Variables in the quantitative determination of fluorescence intensity were already mentioned, being necessary a careful attention to them during the design phase of the technique’s standardization. These variables involve instruments, antibody (specificity, affinity), samples (type, interfering medications and processing), standardization of the method, analysis and interpretation [44]. However, flow cytometry is one of the most powerful approaches to analyze several kinds of samples in a short period of time, which gives valuable information about the question of interest [23]. Flow cytometry has enabled many assay possibilities, including the serological diagnosis of ATL. It can also be scaled up by using microtiter plates and since it has a high throughput apparatus, it allows the diagnosis of several patients simultaneously [45].

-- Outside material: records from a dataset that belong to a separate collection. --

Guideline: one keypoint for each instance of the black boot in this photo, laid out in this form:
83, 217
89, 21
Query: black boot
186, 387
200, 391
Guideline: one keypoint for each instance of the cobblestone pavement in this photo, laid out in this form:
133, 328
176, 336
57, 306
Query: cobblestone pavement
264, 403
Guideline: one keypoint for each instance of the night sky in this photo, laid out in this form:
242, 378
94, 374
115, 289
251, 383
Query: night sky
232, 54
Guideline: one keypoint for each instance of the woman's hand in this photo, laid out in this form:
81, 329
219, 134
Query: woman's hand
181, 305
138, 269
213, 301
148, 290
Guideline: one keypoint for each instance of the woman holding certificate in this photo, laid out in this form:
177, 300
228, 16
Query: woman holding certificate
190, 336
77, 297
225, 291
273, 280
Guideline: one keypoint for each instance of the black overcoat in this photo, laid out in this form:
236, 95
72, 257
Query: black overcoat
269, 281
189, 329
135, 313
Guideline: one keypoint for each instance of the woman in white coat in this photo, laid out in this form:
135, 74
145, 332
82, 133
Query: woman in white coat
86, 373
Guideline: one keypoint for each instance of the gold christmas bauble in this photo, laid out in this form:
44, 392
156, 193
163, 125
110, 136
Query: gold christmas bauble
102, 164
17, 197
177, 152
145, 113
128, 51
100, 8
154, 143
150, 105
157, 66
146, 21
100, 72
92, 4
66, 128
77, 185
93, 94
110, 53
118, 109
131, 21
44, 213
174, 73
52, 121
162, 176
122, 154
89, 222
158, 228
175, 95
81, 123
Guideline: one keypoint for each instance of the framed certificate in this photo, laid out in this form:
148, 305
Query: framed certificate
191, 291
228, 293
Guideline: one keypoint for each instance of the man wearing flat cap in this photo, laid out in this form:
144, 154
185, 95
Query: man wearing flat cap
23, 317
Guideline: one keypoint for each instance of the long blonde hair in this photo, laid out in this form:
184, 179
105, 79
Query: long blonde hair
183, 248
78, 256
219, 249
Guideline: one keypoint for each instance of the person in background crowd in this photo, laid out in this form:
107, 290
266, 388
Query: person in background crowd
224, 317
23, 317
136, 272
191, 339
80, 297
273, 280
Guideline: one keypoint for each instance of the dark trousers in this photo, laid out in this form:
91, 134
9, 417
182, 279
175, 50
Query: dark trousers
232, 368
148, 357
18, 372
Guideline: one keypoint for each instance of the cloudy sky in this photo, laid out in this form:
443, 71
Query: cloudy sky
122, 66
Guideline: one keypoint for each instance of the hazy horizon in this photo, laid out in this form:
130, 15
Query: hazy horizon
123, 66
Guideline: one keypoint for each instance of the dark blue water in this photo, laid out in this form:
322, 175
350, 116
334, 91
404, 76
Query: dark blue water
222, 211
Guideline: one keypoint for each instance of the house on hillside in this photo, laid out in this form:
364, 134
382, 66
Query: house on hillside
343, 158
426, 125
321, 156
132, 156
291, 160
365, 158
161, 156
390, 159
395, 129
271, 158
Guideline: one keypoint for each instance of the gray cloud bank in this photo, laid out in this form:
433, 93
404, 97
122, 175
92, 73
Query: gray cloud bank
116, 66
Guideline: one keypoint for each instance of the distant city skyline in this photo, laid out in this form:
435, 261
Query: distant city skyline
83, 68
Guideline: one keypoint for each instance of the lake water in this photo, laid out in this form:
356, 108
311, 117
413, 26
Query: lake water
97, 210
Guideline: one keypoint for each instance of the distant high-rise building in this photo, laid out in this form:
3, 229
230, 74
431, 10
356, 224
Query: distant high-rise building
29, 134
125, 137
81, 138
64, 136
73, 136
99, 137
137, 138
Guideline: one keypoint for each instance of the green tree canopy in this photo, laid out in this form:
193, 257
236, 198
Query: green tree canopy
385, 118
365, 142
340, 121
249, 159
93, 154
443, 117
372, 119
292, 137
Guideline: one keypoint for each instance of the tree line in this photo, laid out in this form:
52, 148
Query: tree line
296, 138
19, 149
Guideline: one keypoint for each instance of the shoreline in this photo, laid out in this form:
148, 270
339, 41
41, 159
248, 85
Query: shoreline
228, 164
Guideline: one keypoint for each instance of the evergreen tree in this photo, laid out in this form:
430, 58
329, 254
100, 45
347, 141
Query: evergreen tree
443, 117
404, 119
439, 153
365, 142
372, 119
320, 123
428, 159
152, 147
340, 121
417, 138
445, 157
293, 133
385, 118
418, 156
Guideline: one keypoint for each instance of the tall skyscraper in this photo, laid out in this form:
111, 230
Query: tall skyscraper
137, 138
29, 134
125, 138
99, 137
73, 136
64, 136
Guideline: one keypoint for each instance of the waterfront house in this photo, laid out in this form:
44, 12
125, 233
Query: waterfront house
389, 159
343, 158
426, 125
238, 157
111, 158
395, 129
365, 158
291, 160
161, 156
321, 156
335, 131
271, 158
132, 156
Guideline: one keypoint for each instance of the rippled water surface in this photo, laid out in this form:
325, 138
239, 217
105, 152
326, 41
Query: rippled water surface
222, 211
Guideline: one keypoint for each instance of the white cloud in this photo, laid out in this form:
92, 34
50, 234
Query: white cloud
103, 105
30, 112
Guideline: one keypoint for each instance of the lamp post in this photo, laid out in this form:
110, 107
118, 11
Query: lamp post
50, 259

Over the years, many efforts have been made to develop flow cytometers in order to reduce their cost, size and complexity and also to increase their sensitivity [46]. Researchers have reported different flow cytometry platforms, such as an integrated HyperCyt platform on CyAn (Beckman Q3 Coulter), FacScan, and Accuri C6 (BD Bioscience) flow cytometers, as well as the commercial iQue Screener (Intellicyt Corporation, Albuquerque, NM, USA) [45, 47].

Conclusions

In summary, the performance observed by flow cytometry in the present study strongly reinforces the possibility of using it as an alternative diagnosis for ATL. Through the analyses of the ROC curves, we verified that flow cytometry was superior to ELISA, a test which is used on the laboratorial routine for ATL. We highlight also that there is a possibility of using this methodology as a cure criterion since it was possible to distinguish patients with the active disease from those who were cured. Also, with the data obtained until now, we suggest that the IgG1 isotype can also be applied to ATL’s diagnosis since it was positive in patients with the active disease. Overall, our data suggest the potential and applicability of flow cytometry-based methodologies as an alternative serological diagnosis for ATL. These results open up new avenues of research using flow cytometry, such as understanding the humoral response in the active infection and in patients cure monitoring.